Much of Marseille’s political dialogue is similarly heavy-handed. In one scene, a politician tells her colleague “I admire men with balls” before immediately adding, “in other words, principles”. Elsewhere, a cagey newspaper editor tells Lucas “politicians and journalists make strange bedfellows. It’s really a business relationship. We just want to sell papers and you just want to buy votes.” The 30-second short films shown between songs during Eurovision do a better job at political commentary.
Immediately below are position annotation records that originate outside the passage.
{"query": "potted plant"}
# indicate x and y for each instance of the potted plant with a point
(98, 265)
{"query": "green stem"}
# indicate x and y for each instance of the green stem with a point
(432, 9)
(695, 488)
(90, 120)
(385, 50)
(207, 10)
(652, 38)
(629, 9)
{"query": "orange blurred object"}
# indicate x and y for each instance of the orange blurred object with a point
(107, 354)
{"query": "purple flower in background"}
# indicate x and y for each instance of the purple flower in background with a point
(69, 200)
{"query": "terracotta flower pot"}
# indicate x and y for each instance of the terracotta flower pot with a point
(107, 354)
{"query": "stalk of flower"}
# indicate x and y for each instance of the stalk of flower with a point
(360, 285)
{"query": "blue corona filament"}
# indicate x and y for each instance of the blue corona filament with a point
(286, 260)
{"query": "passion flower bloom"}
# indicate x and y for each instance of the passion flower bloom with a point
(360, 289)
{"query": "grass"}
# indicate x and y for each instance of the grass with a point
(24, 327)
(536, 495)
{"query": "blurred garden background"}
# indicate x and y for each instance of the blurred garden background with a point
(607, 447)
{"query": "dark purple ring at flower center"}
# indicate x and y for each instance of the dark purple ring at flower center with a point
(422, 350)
As for the gangland subplot, we’re treated to a literal rogue’s gallery of criminal clichés: expense-fiddling bureaucrats, Middle Eastern archetypes from central casting; and that breed of chic, be-suited Euro-gangster often seen in Bond movies – the type that sneer from a distance and mutter into their cufflinks while Bond introduces himself to a femme fatale named Thrusty Leglongs or Sexica Joyhinge.
Stagey and flat
The show’s action scenes are largely stagey and flat, with stilted knife fights and slow-motion explosions straight out of an All Saints video. There’s one political assassination that’s as inert and lifeless as those anti-piracy warnings, with balaclava-clad men breaking down grannies for scrap, implying you’d be the same if you torrent Cheaper By The Dozen 2.
Marseille is a hot mess, but Depardieu remains watchable throughout. His hangdog charm brings a depth to the show that neither its plotting nor script deserve, even if a combination of age, poor lighting and bad make-up leave him looking like a crumpled Yorkshire pudding that’s been put into a suit. He spends most of his scenes in a flop sweat, and it’s often unclear if said perspiration is his or the character’s.
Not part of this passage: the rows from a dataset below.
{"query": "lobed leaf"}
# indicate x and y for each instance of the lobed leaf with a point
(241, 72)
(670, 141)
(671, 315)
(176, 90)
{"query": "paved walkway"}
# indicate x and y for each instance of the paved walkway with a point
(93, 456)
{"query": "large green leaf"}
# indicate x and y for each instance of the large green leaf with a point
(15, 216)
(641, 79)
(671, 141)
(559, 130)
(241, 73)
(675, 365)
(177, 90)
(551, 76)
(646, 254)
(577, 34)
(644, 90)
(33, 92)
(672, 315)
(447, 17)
Lightly damp and ponderous, he plods from scene to scene with the queasy seriousness of a man who’s found a suitcase full of shellfish in a bus station and intends to keep working his way through it, no matter what his doctor says.
To borrow some metaphors befitting the show, watching Marseille is like having an extravagant and labyrinthine affair, or wearing onions as jewellery, or smoking inside all the time – an unwise pursuit not without its pleasurable diversions but, in the end, most likely more trouble than it’s worth.